At its heart, "Whatever Was Splendid" is centrally informed by the legacy of American Photographs, and by Evans’s vital contributions to the nation’s photographic traditions, as well as the practice of photographing of the United States in general. But it is by no means intended as a nostalgic update or sentimental plea for photography (or, for that matter, America) to return to its past. As much as Evans’s legacy has provided both the inspiration and a reinforcing framework for the exhibition (and, in many cases, for the work of the participating photographers), "Whatever Was Splendid" is first and foremost the manifestation of a fertile terrain—that of contemporary photographic practice within the United States—where Szarkowski’s “slow clockwork of germination” continues to develop, adapt, propagate, and flourish in a variety of fresh and fascinating ways.
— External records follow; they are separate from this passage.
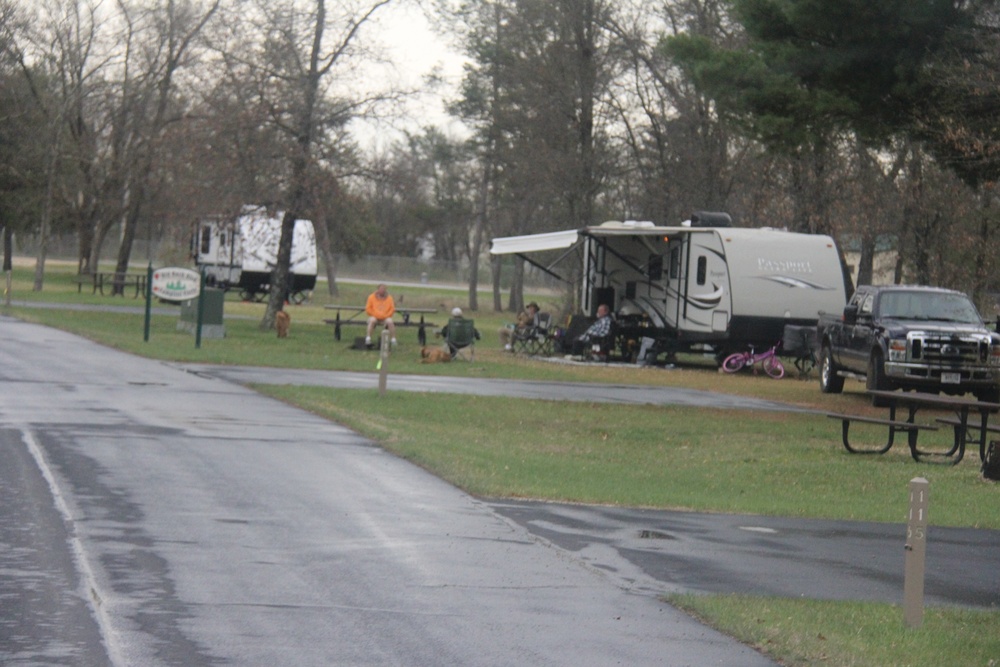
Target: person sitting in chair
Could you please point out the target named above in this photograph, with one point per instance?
(380, 308)
(597, 331)
(456, 319)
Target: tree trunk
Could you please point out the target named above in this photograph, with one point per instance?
(329, 260)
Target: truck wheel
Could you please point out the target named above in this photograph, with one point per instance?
(876, 380)
(991, 395)
(829, 381)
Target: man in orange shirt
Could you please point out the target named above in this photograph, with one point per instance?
(380, 308)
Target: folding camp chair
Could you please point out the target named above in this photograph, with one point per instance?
(461, 337)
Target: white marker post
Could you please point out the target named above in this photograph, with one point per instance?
(916, 545)
(383, 362)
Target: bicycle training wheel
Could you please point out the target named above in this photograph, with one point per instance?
(734, 362)
(774, 368)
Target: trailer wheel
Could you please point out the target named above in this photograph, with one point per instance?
(829, 381)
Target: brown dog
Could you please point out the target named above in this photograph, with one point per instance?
(282, 321)
(434, 355)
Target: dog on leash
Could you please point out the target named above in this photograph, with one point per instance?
(282, 321)
(434, 355)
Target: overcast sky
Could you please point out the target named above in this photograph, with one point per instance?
(415, 50)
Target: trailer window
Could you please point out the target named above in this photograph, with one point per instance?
(206, 239)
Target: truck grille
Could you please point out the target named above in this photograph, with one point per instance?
(947, 350)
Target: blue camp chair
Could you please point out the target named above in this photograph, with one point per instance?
(461, 335)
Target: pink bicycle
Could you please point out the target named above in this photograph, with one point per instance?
(768, 360)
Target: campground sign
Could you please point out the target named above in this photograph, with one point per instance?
(175, 284)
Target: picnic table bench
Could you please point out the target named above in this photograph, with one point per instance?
(353, 312)
(966, 431)
(101, 279)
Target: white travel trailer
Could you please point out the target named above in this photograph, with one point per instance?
(702, 283)
(242, 252)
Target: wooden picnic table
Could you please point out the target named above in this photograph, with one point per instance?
(102, 279)
(967, 432)
(353, 312)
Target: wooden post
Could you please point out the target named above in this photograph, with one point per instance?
(916, 545)
(383, 362)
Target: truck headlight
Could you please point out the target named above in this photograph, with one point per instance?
(897, 350)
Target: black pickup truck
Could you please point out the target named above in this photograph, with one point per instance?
(909, 337)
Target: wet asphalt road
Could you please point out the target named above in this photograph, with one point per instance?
(155, 516)
(162, 514)
(660, 551)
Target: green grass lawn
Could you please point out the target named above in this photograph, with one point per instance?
(702, 459)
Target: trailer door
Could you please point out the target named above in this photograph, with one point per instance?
(699, 302)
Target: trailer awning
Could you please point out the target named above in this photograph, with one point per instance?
(511, 245)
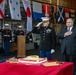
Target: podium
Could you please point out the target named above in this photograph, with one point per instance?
(21, 46)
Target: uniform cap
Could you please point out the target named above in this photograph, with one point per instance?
(44, 19)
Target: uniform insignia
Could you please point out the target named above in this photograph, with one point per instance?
(48, 30)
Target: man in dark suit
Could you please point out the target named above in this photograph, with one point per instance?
(47, 38)
(68, 43)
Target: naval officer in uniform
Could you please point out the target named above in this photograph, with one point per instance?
(47, 38)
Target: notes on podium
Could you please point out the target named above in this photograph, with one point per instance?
(21, 46)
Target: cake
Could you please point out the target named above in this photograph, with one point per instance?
(33, 59)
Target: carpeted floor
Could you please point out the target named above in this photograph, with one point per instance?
(55, 56)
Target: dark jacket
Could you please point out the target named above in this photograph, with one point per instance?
(6, 34)
(68, 42)
(47, 38)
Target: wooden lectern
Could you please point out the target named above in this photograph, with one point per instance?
(21, 46)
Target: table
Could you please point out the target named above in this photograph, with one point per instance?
(22, 69)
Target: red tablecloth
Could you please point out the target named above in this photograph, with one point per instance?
(22, 69)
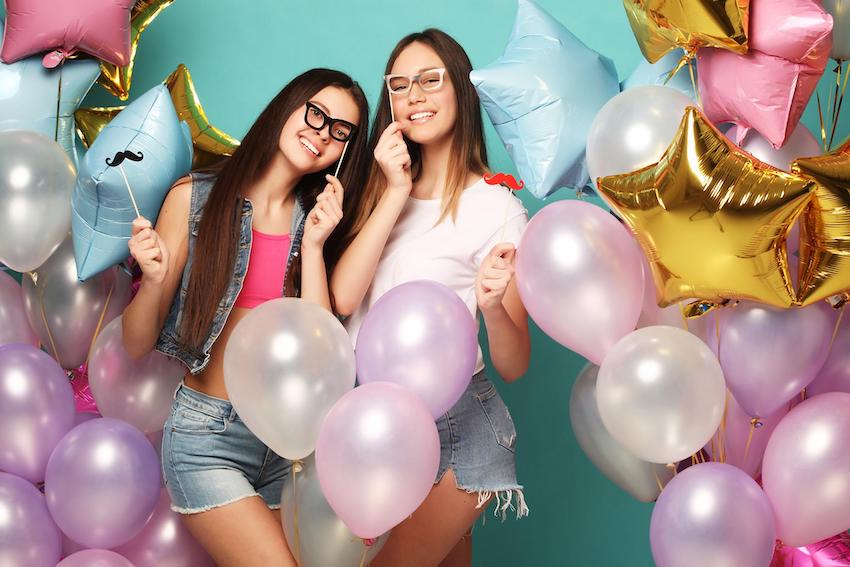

Consciously or not, all the photographers represented here have, in their own distinct ways, expanded upon many of the themes, strategies, clues, symbols, “certain sights, [and] certain relics of American civilization past or present” first glimpsed in American Photographs. And like Evans, they have both reinvigorated American photography and redefined their country—conceptually, aesthetically, culturally, politically, historically, photographically, and so on—within very contemporary terms, celebrating both the United States and its photography, as Kirstein put it, “with all [its] clear, hideous and beautiful detail, [its] open insanity and pitiful grandeur."